クラノディアはアメリカ連合に一歩譲るとは言え世界規模の大国であり、アメリカ連合もその他全ての他国の世論の煽りを受けて尚立ち行くほどの国力の差は無い。
現状、これが最も有効な策といえる。
クラノディアに大きな借りを作ってしまう事は否めないが、それは些細な出費だろう。
少女をこちらに引き込めるメリットと合わせて考えればそんな物は些末な事だ。
おまけに記憶喪失となった事で、最初に行うつもりだった洗脳の段階をすっ飛ばせたのは大きい。
無理矢理行うにしろ、少女を一度外へ出さないといけないので、横から掻っ攫われる危険性が高い。

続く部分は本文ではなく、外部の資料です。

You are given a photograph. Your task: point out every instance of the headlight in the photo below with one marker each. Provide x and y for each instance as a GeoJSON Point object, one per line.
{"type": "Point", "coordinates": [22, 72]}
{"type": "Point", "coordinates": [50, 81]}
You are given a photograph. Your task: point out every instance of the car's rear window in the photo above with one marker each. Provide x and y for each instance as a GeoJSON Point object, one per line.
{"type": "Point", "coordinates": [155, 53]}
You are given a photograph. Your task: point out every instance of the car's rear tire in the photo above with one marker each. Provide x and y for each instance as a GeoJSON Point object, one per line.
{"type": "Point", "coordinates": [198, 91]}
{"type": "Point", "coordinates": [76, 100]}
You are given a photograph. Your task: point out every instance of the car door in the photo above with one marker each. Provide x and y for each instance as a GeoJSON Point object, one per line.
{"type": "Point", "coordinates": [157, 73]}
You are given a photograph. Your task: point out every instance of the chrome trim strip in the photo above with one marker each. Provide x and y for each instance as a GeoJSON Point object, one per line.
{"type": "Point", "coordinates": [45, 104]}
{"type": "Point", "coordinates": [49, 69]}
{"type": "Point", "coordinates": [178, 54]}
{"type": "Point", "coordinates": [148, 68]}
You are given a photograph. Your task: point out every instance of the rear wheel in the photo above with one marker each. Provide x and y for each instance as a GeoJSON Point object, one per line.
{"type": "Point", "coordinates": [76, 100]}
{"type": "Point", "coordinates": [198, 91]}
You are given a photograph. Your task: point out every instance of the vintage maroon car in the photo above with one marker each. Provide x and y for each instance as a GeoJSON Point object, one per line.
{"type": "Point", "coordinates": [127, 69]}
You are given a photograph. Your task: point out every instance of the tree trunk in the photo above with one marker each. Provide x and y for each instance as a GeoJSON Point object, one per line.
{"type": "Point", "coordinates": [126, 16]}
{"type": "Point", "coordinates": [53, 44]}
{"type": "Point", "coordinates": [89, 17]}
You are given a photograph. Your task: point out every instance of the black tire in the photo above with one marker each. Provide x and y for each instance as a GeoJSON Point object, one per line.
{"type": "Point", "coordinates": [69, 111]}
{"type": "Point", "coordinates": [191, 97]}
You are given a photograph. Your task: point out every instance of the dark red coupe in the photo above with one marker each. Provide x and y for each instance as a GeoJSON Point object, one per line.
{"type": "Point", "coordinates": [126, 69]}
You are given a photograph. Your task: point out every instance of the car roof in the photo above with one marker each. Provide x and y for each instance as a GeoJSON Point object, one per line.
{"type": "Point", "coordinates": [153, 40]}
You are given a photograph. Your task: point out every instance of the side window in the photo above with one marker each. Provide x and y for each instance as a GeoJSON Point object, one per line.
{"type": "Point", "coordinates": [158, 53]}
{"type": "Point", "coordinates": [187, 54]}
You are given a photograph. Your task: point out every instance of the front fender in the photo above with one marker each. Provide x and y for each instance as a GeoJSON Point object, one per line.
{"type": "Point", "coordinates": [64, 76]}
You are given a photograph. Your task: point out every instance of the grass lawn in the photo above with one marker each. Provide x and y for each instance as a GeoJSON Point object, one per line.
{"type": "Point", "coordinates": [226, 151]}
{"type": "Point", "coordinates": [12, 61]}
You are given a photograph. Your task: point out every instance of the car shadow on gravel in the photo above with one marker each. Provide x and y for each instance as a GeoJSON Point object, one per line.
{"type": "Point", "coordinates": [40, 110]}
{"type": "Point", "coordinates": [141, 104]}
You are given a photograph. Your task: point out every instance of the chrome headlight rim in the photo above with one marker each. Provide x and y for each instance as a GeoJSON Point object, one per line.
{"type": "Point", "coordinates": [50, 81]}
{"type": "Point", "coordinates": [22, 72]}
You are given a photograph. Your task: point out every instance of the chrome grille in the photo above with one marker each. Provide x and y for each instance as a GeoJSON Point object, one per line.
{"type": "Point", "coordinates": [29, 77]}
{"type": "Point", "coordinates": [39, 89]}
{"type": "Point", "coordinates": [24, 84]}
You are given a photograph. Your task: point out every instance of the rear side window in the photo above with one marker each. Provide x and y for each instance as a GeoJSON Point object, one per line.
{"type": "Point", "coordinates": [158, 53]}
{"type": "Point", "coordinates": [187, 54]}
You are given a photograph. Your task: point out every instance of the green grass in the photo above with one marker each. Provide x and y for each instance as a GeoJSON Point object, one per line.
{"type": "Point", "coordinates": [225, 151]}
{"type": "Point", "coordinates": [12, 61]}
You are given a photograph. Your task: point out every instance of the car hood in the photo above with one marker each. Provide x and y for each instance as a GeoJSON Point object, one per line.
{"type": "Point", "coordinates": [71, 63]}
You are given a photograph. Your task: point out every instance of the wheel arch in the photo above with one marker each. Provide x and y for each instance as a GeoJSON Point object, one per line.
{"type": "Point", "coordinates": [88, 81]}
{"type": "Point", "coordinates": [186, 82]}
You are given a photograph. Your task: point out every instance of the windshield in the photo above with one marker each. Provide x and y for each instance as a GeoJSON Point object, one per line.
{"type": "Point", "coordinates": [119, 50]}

僕とほぼ同等の技術を持つ少女が僕達の輪に加わるのは歓迎すべき事だ。
「………………………うぅん」
少女が目を開ける。次の瞬間、少女は衝撃の言葉を言い放った。
「……パパ、ママ」
「「…………………………………………………………………ええっ!!?」」
マリアと二人で顔を見合わせる。
『……これは驚きました』
流石に今のは想定外だった。いや、ある程度は予期していたけども。
「つ、つつつ士さん、どういたしましょう!?私達子持ちに!?!?」
「いや、ちょっと落ち着こうマリア。深呼吸だよ深呼吸」
「は、はいっ!落ち着きます」
そう言って深呼吸をするマリア。暫く経って落ち着いたのか、こちらに話しかけてくる。
「ですが、これは……一体どういう事なのでしょうか?」
「刷り込み……の一種じゃないかな?」
「……パパ、ママ、どうしたの?」
不味い、心配させてしまった。
「いや、何でも無いよ。えっと……なんて呼べばいいのかな」
「名前ですか……理亜、というのはどうでしょうか?」
「………………………」
それは明らかに自分の名前を捩った物だろう。正直に言って少し引いた。とは言え代替案は無いのでそれしか無さそうだ。
「いいんじゃないか?」
「そうですよねっ!士さんならわかってくれますよね!?」
いや、全くわからない。少なくともマリアのネーミングセンスに関しては全くの謎だ。
「理亜、安心していいんですよ?ママはここに居ますからね」
あ、駄目だ。母性本能がヤバイことになってる。こちらの言う事なんかどうやっても聞いてくれないだろう。
「うん!ママはちゃんといるよ!」
「あぁっ、可愛い!!」
ひしっと理亜を抱き締めるマリア。正直とっても絵になる光景だ。
ただ、自分の分身が抱き締められている光景と言うのはなんか複雑だなぁ。
「兎に角、マリアはクラノディアに連絡をお願いできる?」
「はいっ、全霊を以て成功させてみせます!!」
理亜を抱き締めて小走りに去っていくマリア。あの様子なら大丈夫そうだろう。自分の国の皇女の頼みを無碍にはできまい。
……念の為こっそりついていって中を覗くと、交渉(物理)で押し通そうとするマリアが見えたが全力で見なかったことにした。
うん、あれだ。愛情って恐ろしいよね。